Starting as a demand for a right to return to ancestral lands, it also aimed at stopping Israel’s blockade of the coastal enclave. It has led to bloody clashes with the Israeli army in the border area: At least 120 Palestinians have been killed and thousands others wounded by Israeli gunfire.
Nahal Oz is an Israeli village that lies closest to the Gaza Strip border. Only a few hundred meters separate it from the security fence, beyond which one sees the high-rises of Gaza City.
Israel’s fire department has already had to fight around 450 fires started by the burning kites.
“We consider it a kind of terrorist attack,” says Yoram Levi, spokesman for the fire and rescue authorities. “They want to set fire to our land.” Gilad Erdan, minister of public safety, has issued a call to target those Palestinians responsible for killing.
Israel’s Defence Ministry says about 9 square kilometres of land – pastures, forests, fields – had been destroyed. Media reports cite a figure of around 1.4 million dollars in damage inflicted. But, so far, no people have been injured and no buildings damaged.
Some 50,000 people live in southern Israel along the 60-kilometre-long border with the Gaza Strip.
Hamas spokesman Abdulatif Al-Kanuwa describes the fire-bearing kites as “one of the peaceful means that has been developed by peaceful demonstrators in order to peacefully resist the Zionist occupation.”
But those on the ground flying the kites – mainly young Palestinian men – say one of the benefits is the damage they can hopefully cause.
Abu Tha’er (not his real name), 25, reports he flies kites almost every day from an area of the eastern part of Gaza City that is close to the border.
“These kites are hand-made by young Gazan men,” he said. Pieces of cloth, nylon, cotton or other materials soaked in kerosene are tied to the kite and set ablaze as it goes aloft.
“At a certain height we cut the string and the kite with the flame drifts down onto the farm areas inside the occupied lands of Palestine and cause huge fires,” he said. The warm, westerly winds often carry the kites for kilometers inside Israeli territory.
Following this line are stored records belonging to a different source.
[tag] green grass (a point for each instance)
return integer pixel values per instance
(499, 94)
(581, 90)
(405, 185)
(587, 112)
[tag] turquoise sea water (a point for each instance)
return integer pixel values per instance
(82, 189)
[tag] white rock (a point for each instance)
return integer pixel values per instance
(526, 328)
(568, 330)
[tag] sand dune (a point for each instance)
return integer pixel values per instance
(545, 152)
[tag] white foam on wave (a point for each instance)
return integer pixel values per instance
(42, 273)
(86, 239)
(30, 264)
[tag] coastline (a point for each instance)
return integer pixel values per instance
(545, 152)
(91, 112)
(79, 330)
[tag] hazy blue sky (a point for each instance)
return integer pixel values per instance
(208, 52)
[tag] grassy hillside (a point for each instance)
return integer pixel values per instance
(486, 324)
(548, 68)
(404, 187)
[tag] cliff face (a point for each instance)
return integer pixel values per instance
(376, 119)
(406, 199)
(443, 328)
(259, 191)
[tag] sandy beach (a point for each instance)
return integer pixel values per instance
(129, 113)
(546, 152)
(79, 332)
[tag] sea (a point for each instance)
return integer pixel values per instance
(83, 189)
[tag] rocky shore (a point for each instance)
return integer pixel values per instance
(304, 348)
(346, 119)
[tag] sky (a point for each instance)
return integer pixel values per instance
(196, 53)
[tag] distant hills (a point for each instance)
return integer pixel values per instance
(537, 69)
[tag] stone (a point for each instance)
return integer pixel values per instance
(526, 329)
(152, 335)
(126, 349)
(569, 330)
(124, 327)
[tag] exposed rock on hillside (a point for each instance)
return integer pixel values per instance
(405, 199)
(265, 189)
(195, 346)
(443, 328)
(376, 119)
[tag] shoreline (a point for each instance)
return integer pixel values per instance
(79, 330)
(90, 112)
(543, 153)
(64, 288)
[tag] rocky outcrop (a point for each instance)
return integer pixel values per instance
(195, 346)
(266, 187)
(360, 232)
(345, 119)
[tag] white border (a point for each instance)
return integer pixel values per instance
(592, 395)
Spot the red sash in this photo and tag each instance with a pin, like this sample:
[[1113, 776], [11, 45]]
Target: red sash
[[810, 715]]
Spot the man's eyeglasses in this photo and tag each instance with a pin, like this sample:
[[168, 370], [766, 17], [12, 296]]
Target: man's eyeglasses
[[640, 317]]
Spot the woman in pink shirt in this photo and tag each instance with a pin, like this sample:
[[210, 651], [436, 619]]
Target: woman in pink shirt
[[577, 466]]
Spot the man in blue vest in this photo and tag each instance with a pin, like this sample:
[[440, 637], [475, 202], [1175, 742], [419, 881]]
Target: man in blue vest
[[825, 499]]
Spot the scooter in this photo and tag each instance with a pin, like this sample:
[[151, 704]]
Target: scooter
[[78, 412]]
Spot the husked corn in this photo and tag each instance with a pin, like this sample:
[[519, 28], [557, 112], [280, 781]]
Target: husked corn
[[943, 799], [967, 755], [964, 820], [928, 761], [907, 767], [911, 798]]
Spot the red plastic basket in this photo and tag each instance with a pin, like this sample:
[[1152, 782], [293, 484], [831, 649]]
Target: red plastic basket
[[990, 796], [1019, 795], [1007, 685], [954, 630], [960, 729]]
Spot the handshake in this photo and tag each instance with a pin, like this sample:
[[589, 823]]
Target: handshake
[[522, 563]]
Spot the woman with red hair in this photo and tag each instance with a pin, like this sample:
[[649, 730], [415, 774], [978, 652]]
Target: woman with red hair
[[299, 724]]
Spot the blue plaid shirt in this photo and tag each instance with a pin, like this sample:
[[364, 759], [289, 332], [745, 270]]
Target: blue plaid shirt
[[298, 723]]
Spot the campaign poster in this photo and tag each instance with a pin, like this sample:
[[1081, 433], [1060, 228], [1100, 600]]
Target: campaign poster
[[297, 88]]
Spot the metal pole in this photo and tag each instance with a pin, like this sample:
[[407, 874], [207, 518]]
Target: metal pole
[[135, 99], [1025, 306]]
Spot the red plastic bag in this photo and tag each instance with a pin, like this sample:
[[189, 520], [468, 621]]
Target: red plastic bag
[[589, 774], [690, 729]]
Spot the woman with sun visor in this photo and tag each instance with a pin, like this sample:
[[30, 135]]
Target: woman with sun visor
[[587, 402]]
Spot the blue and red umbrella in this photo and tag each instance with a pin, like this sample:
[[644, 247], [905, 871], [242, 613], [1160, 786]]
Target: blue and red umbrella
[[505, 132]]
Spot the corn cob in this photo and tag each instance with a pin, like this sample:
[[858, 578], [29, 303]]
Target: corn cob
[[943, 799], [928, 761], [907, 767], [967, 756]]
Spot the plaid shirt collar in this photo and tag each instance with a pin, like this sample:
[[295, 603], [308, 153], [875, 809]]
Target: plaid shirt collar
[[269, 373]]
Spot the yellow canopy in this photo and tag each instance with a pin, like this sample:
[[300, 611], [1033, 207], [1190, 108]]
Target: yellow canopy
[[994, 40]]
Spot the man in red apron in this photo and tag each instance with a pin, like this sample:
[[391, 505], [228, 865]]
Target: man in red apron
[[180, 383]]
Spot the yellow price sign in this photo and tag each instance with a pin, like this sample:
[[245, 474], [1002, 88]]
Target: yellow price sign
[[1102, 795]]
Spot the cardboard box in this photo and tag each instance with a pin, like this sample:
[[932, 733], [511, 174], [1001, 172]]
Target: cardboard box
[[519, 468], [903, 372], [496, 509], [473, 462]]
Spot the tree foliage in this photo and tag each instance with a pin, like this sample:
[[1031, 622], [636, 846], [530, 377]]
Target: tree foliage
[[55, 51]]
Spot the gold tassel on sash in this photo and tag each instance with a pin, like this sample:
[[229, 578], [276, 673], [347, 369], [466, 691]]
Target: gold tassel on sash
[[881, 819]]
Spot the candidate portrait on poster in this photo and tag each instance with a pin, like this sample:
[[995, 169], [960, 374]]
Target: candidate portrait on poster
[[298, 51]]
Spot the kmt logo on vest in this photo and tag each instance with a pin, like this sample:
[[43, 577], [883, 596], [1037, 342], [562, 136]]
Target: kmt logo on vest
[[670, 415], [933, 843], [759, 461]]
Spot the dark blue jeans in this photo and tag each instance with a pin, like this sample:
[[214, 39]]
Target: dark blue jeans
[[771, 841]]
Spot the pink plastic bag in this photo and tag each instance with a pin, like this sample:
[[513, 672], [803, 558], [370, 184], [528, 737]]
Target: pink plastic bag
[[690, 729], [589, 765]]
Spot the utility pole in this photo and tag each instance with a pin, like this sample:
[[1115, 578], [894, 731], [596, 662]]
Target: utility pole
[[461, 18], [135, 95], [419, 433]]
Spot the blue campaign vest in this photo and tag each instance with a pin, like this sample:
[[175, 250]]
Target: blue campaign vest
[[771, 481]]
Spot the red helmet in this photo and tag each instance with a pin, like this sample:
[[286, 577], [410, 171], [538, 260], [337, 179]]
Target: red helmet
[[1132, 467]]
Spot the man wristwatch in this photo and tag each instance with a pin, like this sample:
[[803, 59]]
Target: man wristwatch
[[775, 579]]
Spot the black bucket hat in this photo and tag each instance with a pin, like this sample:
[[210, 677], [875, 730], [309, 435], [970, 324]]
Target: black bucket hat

He describes it as a diversionary tactic.
“(This makes) the Jews busy in extinguishing the flames and then we infiltrate and go back to our lands,” Abu Tha’er said. The activists won’t stop until the Israeli blockade of the Gaza Strip is ended and they can return to the villages of their ancestors, he said, referring to the mass expulsion of hundreds of thousands of Palestinians from their lands at Israel’s foundation in 1948.
“Kites are simple and don’t cost very much money. We will keep flying them until the goals of the ‘Great March of Return’ are achieved, mainly ending the siege imposed on the Gaza Strip,” he said.
“Three days ago, our kites burned 100 dunams [100,000 square meters] of agricultural fields and the media talked about it,” he said.
“We usually produce 50 to 60 kites every week in eastern Gaza only. Other areas in the eastern Gaza Strip fly 70 to 80 kites every week.” He said that, since the beginning of the border protest marches, hundreds of flame-bearing kites had landed “inside our occupied Palestinian lands and caused great losses when huge fires damaged those fields.”
The Israeli army reports using drones to stop the fire-bearing kites by simply colliding with them. “We have a success rate of over 90 per cent,” says the officer in charge of the operation, Nadav Livni. So far, more than 500 kites and helium-filled balloons had been stopped in this manner.
Daniel Rachamim says that the damage at his kibbutz from the fires came to around 200,000 dollars. But, despite the attacks, which also include rockets sometimes, neither he nor his colleagues give any thought to giving up. “I hope that the Palestinians one day will understand that they won’t be able to drive us away from here.”